Rangiya - Rangapara North Passenger

Overview
- Service type: Passenger
- First service: October 8, 2016; 8 years ago
- Current operator(s): Northeast Frontier Railway

Route
- Termini: Rangiya Junction (RNY) Rangapara North Junction (RPAN)
- Stops: 13
- Distance travelled: 123 km (76 mi)
- Average journey time: 2h 45min
- Service frequency: 6 days a week except Sunday.
- Train number(s): 55893/55894

On-board services
- Class(es): Unreserved
- Seating arrangements: Yes
- Sleeping arrangements: No
- Catering facilities: No
- Entertainment facilities: No
- Baggage facilities: Below the seats

Technical
- Rolling stock: ICF coach
- Track gauge: 5 ft 6 in (1,676 mm)
- Electrification: No
- Operating speed: 45 km/h (28 mph) average with halts

= Rangiya–Rangapara North Passenger =

Train in India

The Rangiya - Rangapara North Passenger is a passenger train belonging to Northeast Frontier Railway that runs between Rangiya Junction and Rangapara North Junction. It is currently being operated with 55893/55894 train numbers on a daily basis.

== Service ==
The 55893/Rangiya - Rangapara North Passenger runs with an average speed of 41 km/h and completes 123 km in 3h. The 55894/Rangapara North - Rangiya Passenger runs with an average speed of 45 km/h and completes 126 km in 2h 45m.

== Route and halts ==
The important halts of the train are:

== Coach composite ==
The train has standard ICF rakes with max speed of 110 kmph.

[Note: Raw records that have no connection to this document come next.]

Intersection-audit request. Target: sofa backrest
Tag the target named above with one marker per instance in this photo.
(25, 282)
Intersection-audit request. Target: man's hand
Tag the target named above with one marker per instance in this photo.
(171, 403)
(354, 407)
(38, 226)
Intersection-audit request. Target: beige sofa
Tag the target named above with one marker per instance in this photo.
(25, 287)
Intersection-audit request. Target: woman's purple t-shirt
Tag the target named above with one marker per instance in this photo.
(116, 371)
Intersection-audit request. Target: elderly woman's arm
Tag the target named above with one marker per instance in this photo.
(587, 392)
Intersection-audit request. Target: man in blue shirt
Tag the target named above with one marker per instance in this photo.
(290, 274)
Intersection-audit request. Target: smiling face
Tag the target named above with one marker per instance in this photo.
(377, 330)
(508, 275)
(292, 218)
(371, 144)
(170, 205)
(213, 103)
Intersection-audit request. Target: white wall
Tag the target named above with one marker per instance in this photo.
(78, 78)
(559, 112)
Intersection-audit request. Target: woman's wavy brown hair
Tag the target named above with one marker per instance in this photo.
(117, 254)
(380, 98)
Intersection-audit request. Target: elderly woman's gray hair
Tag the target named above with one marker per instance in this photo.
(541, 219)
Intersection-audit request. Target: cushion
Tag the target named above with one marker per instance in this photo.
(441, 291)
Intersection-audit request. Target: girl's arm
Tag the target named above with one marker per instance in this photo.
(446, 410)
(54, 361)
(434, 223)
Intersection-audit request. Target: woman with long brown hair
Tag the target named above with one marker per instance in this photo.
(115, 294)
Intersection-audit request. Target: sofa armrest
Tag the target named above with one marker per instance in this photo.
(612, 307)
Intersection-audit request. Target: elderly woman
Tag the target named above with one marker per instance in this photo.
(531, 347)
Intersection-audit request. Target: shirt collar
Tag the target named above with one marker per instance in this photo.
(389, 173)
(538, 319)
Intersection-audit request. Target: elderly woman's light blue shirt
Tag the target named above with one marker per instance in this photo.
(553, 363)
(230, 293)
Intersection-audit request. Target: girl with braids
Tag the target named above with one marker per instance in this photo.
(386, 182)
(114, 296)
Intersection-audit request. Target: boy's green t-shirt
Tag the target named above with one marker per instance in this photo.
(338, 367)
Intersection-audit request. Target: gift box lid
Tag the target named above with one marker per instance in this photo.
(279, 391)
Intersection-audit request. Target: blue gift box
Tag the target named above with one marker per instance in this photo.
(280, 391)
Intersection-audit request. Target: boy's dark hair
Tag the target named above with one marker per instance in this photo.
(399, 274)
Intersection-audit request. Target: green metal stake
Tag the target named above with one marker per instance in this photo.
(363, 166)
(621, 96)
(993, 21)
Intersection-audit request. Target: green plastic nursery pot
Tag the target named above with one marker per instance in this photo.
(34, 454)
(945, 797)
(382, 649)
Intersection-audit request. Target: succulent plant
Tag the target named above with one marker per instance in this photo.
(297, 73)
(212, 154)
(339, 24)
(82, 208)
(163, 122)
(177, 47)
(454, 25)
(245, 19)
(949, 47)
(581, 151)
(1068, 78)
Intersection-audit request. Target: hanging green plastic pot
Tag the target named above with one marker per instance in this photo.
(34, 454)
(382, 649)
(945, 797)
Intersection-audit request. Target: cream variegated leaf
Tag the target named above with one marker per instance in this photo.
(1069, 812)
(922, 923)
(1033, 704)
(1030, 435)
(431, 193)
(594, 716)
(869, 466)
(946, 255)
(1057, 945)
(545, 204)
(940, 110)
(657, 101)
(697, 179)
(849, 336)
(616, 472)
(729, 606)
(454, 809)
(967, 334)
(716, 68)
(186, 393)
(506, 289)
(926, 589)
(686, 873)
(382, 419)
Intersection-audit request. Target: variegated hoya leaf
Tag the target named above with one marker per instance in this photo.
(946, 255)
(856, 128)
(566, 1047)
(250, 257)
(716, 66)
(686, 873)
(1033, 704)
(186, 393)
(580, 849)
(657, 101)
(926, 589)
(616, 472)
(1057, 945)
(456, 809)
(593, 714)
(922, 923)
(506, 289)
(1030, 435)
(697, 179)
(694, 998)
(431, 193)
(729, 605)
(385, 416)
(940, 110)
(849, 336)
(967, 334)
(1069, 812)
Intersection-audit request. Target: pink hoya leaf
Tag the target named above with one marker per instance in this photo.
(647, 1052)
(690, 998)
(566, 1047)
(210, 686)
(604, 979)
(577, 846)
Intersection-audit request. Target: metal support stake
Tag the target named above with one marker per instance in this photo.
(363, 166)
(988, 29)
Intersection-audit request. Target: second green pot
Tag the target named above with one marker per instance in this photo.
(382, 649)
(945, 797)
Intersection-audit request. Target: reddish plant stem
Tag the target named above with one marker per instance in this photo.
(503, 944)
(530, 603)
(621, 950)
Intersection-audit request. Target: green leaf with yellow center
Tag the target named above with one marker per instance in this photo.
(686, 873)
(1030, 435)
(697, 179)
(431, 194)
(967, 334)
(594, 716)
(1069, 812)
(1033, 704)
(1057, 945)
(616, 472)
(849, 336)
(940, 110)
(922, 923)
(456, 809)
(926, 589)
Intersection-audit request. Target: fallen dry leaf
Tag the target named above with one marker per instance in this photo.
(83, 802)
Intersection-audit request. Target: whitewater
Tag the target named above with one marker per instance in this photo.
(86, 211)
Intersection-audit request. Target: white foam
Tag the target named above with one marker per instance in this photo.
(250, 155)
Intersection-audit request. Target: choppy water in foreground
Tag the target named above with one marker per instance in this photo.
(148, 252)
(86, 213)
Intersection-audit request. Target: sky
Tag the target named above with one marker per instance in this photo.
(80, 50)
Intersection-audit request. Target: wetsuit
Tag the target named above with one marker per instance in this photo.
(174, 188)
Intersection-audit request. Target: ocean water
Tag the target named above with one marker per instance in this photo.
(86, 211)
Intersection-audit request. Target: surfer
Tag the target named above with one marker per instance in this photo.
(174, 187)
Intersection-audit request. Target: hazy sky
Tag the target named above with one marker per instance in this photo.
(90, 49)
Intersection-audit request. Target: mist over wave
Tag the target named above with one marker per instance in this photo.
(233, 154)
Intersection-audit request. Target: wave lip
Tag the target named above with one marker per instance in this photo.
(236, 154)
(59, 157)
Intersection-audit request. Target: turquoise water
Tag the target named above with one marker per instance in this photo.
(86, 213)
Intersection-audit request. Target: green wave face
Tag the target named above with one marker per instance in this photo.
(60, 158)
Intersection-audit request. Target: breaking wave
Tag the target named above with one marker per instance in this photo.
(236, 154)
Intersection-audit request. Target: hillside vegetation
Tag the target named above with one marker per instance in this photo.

The train consists of 10 coaches:

- 8 General Unreserved
- 2 Seating cum Luggage Rake

== Traction==
Both trains are hauled by a Siliguri Loco Shed based WDP-4D diesel locomotive from Rangiya to Rangapara and vice versa.

== Rake sharing ==
The train shares its rake with 55895/55896 Rangiya - Murkongselek Passenger.